The 2022 Quality of Life survey results show that those who took a more balanced approach to life, valuing traditionalism, sustainability and family relationships over material success were more satisfied than those who valued materialism over these intangible things. It tells us that the answer lies in the intangibles, the quality of our relationships with ourselves, with the people around us, as well as with our planet earth. This aspect of life requires a slowing down introspection in order to be nurtured.

If slowing down feels foreign, selfish or even un-Singaporean, we can seek inspiration from our National Pledge. In outlining Singapore's national objectives, it lists "happiness" ahead of "prosperity" and "progress". And here, "happiness" can be taken to mean and referred to the overall sense of security and satisfaction that our people feel as Singaporeans, not just happiness as a fleeting emotion. Such sense of security and satisfaction is critical to mental well-being.

To improve on this sense of security, let us have the courage to take a pause and the gumption to try a different narrative than scarcity. Let us focus on our abundance and on an attitude of gratitude to foster the collective sense of security. What do we wish to see in our children's and youths' faces? Certainly not stress, not anxiety or the blank disconnected faces like what we are seeing increasingly today, afflicted and glazed over by digital addictions, anti-depressants or sleeping aids that they use to cope with the disconnection within them untended to and unheld by our collective lack of mindful presence and the constant doubting of what is enough.

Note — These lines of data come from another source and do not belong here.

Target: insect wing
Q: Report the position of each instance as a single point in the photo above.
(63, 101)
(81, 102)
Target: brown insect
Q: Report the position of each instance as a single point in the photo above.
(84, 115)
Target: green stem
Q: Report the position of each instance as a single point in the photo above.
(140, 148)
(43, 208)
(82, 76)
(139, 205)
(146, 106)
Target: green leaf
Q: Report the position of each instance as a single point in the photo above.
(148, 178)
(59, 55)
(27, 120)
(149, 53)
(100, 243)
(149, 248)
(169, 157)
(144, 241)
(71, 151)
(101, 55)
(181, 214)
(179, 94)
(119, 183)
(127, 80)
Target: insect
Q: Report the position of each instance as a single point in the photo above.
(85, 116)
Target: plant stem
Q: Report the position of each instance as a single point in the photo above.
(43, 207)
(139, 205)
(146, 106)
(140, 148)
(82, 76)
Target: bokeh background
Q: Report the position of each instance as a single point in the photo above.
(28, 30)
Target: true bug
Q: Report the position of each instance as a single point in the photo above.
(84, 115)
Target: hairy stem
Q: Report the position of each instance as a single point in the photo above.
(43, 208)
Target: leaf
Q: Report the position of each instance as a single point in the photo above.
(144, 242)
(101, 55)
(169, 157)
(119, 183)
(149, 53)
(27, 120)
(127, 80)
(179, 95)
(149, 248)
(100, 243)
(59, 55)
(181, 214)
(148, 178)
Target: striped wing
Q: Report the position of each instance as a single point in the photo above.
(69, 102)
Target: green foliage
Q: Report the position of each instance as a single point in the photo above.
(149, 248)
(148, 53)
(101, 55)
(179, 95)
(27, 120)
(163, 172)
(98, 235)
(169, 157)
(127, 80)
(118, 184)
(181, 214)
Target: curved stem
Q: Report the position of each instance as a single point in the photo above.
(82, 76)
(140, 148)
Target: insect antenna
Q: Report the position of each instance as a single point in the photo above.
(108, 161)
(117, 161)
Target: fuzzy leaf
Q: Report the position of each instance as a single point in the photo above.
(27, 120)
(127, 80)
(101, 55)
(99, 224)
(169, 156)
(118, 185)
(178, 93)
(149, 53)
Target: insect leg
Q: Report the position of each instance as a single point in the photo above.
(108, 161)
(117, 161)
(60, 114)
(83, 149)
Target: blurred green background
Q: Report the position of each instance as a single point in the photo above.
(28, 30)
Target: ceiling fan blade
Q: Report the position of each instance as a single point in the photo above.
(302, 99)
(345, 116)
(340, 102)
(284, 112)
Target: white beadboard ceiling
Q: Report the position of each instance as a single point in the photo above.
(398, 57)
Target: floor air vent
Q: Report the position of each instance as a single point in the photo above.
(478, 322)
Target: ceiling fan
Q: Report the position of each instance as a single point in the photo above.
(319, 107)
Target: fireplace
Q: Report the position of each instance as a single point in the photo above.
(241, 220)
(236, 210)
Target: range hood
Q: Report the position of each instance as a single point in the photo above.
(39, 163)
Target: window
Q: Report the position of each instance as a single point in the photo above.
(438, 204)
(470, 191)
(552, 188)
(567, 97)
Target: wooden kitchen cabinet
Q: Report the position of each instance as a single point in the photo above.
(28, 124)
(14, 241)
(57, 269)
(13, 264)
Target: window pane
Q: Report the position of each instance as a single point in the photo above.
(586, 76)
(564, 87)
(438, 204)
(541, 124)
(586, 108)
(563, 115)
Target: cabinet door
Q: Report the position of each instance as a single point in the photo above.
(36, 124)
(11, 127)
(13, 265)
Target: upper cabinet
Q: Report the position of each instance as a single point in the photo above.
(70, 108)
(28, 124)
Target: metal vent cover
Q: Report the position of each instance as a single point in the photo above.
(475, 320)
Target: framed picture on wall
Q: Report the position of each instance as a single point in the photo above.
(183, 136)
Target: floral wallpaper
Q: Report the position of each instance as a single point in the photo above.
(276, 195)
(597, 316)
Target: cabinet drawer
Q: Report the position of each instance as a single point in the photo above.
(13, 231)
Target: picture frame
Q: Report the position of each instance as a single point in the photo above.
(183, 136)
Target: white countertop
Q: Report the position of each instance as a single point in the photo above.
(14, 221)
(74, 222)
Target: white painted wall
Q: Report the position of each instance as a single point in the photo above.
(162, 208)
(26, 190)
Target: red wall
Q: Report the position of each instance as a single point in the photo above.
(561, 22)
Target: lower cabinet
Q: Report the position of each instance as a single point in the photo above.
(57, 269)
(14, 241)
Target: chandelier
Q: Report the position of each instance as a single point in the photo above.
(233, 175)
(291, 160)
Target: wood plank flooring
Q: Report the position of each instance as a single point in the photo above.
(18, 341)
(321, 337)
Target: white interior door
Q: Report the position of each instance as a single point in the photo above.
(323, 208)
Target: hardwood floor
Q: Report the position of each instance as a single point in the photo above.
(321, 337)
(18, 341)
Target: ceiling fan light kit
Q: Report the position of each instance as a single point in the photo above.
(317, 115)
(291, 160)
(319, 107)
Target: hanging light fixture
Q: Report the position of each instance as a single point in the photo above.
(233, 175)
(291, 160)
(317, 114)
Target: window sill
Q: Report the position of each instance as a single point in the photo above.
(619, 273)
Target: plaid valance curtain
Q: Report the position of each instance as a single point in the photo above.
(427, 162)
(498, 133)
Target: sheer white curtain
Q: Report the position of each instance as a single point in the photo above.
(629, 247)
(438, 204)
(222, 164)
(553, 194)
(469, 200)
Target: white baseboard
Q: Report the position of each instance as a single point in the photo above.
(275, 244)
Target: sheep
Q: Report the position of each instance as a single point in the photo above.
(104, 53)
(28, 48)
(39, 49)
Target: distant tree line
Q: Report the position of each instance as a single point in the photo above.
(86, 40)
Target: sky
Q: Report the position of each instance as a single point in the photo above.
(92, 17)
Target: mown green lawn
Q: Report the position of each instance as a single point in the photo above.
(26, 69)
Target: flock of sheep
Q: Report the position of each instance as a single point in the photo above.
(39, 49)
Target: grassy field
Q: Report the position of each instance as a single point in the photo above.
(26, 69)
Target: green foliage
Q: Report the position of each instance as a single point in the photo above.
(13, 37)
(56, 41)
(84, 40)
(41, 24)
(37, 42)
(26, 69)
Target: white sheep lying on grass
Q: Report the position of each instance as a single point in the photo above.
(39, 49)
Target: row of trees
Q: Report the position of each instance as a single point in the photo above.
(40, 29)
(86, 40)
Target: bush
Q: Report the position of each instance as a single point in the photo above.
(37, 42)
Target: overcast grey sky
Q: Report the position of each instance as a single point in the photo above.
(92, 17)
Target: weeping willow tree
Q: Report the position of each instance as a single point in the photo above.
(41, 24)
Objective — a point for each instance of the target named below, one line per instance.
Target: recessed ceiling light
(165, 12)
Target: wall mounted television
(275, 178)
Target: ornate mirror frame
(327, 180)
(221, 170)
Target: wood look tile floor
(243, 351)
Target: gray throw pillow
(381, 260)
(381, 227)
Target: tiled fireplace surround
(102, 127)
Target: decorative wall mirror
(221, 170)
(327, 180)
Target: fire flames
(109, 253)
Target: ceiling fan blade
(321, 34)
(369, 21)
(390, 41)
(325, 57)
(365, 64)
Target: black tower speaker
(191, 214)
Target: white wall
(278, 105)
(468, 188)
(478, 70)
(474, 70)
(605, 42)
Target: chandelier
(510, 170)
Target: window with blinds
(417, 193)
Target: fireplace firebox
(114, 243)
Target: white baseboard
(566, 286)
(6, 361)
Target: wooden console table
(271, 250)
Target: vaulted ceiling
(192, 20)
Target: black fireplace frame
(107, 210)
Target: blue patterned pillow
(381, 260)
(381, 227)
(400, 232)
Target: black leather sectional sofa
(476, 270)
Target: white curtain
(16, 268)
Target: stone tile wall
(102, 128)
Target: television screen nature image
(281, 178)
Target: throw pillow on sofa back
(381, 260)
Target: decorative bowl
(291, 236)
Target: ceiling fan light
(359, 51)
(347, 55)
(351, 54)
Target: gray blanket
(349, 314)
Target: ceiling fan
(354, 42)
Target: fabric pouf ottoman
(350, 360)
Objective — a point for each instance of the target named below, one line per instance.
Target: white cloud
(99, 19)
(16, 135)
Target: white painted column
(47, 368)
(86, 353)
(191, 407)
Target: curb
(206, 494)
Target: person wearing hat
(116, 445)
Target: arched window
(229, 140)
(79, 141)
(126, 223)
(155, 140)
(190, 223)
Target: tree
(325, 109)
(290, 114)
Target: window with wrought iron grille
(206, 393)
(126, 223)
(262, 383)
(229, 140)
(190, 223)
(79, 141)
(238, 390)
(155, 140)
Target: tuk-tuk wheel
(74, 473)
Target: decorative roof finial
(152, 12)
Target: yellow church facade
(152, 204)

I wish to see children and youths who are healthy, strong in their minds and bodies, with curiosity and connection alive in their eyes. I wish to see a workforce that is free from the burden of relentless and unnecessary busyness, rejuvenated and revitalised to have a high sense of ownership in every interaction, because people, who are well-rested, will have sufficient mental and emotional bandwidth to do so.

I hope by the end of 2024, all of us, including us in this Chambers, would have taken enough pauses to introspect and to reconnect within ourselves and to acquire the language for emotional awareness, to be a more emotionally regulated, emotionally secure and mentally well society.

8.13 pm

Mr Speaker: Ms Carrie Tan, you would be happy to note that in my former corporate role, I introduced at my workplace, some four to five years ago, that we do not have any meetings on Friday afternoons. Dr Wan Rizal.